Health Minister Brad Hazzard went even harder on Thursday, calling anyone who doesn't come forward for a jab when eligible "extremely selfish" and told them to "wake up".
Statistics shows more than 35 per cent of people over 50 in NSW have yet to come forward for their first jab. That equates to more than one million people.
Premier Gladys Berejiklian continues to stress the state needs to hit 10 million doses administered for a significant opening up. Just 3.8 million have been recorded so far.
So what is causing older Australians not to come forward in a time of need?
Undoubtedly mixed messaging surrounding the AstraZeneca vaccine – the only jab readily available to Australians – has played its role.
Following the emergence of an extremely rare blood clotting side-effect, the Australian Technical Advisory Group on Immunisation (ATAGI) changed its advice for under 60s, saying Pfizer was now the vaccine of preference.
Amid NSW's outbreak that advice has been reverted, however Dame Sarah Gilbert, the vaccinologist who co-developed the AstraZeneca jab, warned it was difficult to get people back on board.
"If you're telling people at some stage you shouldn't have this vaccine and it's probably not the best thing for you and you want to change the message and say 'no, we changed our mind, it's good', I think it's difficult for people to know when to get vaccinated and complicates the situation," she told the ABC.
Why are some older Australians not coming forward?
For those over 60 and who have always been advised to take the AstraZeneca, Professor Jaya Dantas from Curtin University's School of Population Health believes complacency and a lack of enforcement has played a role the low uptake.
"We had very little Covid... and we were not affected by the Delta variant until just recently so there was a certain sense of complacency and we thought we were safe," she told Yahoo News Australia.

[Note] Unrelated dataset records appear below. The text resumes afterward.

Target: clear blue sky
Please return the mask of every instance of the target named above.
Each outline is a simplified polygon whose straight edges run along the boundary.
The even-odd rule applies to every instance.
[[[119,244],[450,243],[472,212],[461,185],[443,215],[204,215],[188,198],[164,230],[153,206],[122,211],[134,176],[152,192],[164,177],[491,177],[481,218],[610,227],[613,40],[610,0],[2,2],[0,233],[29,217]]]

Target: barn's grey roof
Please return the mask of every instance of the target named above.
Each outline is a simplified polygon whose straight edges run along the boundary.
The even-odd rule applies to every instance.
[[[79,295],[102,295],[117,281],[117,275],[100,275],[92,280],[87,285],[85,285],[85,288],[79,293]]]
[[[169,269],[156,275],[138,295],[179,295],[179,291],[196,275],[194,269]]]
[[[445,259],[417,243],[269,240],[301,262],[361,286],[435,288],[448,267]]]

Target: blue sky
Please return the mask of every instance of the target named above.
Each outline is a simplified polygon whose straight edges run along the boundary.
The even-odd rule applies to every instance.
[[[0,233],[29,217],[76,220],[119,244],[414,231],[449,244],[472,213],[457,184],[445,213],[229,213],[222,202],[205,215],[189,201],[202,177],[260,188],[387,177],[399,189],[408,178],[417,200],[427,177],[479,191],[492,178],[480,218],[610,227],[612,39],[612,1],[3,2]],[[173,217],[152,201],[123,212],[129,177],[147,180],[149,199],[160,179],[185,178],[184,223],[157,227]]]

"Elderly people have never felt vulnerable (unlike in other countries where infection rates were high)."
She said with the complications of the AstraZeneca highly-publicised, despite rarely found in elderly recipients, older Australians were undoubtedly attracted to an alternative jab in Pfizer and she was aware of people holding out for it. Prof Dantas said a wave of misinformation on vaccines only worsened the problem.
And unlike other countries, Prof Dantas said Australia did not have an effective vaccination plan earlier in the year as the federal government basked in its success at managing to suppress
Prime Minister Scott Morrison famously stressed the vaccine rollout was "not a race".
However a lack of urgency and pressure on Australia's residents to get vaccinated has proven devastating, Prof Dantas said.
What can be done to make older Australians take the vaccine?
Prof Dantas argued governments should have mandated vaccines for the elderly, with restrictions on activities such as going to a restaurant or the cinema in a way countries such as Germany and France have used.
"When you don't mandate it and make it voluntary and leave the choice on people, they feel 'Oh, it's voluntary, I'll wait and watch and see what happens'," she said.
"We should have mandated vaccination for everyone over 70 and anyone over 60 with comorbidities by now."
Prof Dantas said the success of the AstraZeneca vaccine overseas should be highlighted more in Australia. India, for example, has administered more than 400 million doses, including widely across its elderly and Israel, the world's vaccine success story, is lining up the jab for its top up doses.
Dr Chant has this week urged families to ensure they are doing everything they can to assist older family members to get their jabs.
While Mr Morrison announced last month all aged care workers must be vaccinated by mid-September, Prof Dantas said the focus should turn to the residents themselves.
"We need to go to where the elderly are," she said.
In a similar way those whose are not proficient in English, Prof Dantas said the government needs to ensure older Australians, who may not have access to the internet for example, are receiving the correct information through the right avenues.
"The information is there but how people have access to that information is critical."